Compte rendu à la commission d’un entretien entre Trudeau et Bergen sur le convoi

OTTAWA — Des notes prises lors d’un entretien téléphonique entre le premier ministre Justin Trudeau et Candice Bergen, qui était alors cheffe conservatrice par intérim, donnent un aperçu de leur discussion sur la possibilité d’ouvrir le dialogue avec les manifestants du «convoi de la liberté», arrivés à Ottawa la semaine précédente.

Un compte rendu de cet appel téléphonique du 3 février a été publié par la Commission sur l’état d’urgence, qui doit déterminer si le gouvernement Trudeau était justifié d’invoquer la Loi sur les mesures d’urgence pour mettre un terme aux blocages autour de la colline du Parlement et à des postes frontaliers.

M. Trudeau et Mme Bergen ont eu un entretien lors de la première journée en fonction de la cheffe de l’opposition par intérim — le caucus conservateur avait évincé Erin O’Toole.
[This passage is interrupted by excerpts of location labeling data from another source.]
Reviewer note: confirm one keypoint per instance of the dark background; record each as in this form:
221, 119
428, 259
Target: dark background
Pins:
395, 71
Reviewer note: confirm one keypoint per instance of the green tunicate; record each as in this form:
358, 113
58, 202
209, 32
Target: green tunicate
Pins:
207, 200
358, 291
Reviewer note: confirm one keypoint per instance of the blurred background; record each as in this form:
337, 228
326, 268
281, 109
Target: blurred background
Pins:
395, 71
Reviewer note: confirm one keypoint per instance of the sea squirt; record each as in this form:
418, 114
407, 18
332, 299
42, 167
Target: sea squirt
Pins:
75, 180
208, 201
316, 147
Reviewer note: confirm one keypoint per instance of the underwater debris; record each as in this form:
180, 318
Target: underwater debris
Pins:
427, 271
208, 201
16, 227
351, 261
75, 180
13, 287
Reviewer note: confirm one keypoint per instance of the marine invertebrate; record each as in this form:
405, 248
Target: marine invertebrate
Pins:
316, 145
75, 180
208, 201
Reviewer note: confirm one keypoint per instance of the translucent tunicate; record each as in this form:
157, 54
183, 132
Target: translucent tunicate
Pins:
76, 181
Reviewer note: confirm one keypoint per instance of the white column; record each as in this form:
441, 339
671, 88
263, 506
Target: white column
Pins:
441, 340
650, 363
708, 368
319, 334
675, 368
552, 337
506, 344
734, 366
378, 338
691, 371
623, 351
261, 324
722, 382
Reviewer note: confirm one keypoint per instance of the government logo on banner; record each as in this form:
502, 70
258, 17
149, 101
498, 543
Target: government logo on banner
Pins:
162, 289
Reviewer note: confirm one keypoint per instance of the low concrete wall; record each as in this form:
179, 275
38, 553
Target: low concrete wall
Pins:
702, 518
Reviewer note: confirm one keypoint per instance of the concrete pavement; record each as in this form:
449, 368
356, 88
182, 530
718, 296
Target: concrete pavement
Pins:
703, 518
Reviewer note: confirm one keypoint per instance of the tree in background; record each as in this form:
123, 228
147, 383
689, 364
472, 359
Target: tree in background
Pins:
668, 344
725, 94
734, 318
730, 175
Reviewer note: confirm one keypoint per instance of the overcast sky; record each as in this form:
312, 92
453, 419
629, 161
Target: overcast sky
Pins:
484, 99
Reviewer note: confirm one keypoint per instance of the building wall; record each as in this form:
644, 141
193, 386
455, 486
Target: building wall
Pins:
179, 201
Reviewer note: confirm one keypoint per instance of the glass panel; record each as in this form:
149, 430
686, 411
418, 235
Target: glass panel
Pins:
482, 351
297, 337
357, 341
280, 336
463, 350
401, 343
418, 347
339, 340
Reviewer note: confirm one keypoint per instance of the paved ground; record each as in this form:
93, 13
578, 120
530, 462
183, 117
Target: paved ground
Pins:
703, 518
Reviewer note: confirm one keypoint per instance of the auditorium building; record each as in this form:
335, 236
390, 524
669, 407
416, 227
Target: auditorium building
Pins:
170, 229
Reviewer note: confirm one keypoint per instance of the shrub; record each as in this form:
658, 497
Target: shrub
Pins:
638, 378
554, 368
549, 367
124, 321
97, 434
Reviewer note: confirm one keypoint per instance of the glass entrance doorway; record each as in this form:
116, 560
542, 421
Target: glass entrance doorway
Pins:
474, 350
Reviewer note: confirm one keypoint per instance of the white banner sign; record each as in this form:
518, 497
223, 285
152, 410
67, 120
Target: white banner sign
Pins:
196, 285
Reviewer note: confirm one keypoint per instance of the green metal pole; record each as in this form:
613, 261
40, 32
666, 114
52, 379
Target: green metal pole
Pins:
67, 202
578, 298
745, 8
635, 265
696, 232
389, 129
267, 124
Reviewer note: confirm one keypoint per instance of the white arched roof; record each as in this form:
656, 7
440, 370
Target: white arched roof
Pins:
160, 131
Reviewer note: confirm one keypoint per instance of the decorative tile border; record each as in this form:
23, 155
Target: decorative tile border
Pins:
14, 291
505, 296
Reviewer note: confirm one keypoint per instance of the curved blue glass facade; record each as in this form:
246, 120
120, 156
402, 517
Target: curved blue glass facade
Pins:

La commission avait précédemment appris que l’une des proches conseillères de M. Trudeau a suggéré que Mme Bergen avait reconnu lors de cet appel qu’il y avait des «préoccupations importantes» concernant la possibilité de dialoguer avec les manifestants — ce qui pourrait créer «un mauvais précédent».

Au même moment, à la Chambre des communes, Mme Bergen pressait le premier ministre de tendre une «branche d’olivier» aux manifestants qui bloquaient les rues d’Ottawa.

Dans une déclaration publiée vendredi sur Twitter, Mme Bergen accuse M. Trudeau d’avoir «mal interprété» leur entretien. Elle soutient qu’elle a dit à l’époque au premier ministre que les gens devaient être entendus et que la réponse à la manifestation devrait impliquer le dialogue. 

«Je croyais qu’il pouvait accomplir toutes ces choses. Qu’il aurait pu atteindre cet équilibre pour que les manifestants ne se sentent pas complètement rejetés», écrit-elle.

«L’interprétation et la sémantique entourant le compte rendu d’une conversation privée entre moi et le premier ministre ne sont pas en cause ici. Le problème est le recours injustifié à la Loi sur les mesures d’urgence par un premier ministre qui agit toujours comme un lâche en manipulant, en trompant et en déformant la vérité. Et il le fait maintenant dans le cadre d’une enquête fédérale.»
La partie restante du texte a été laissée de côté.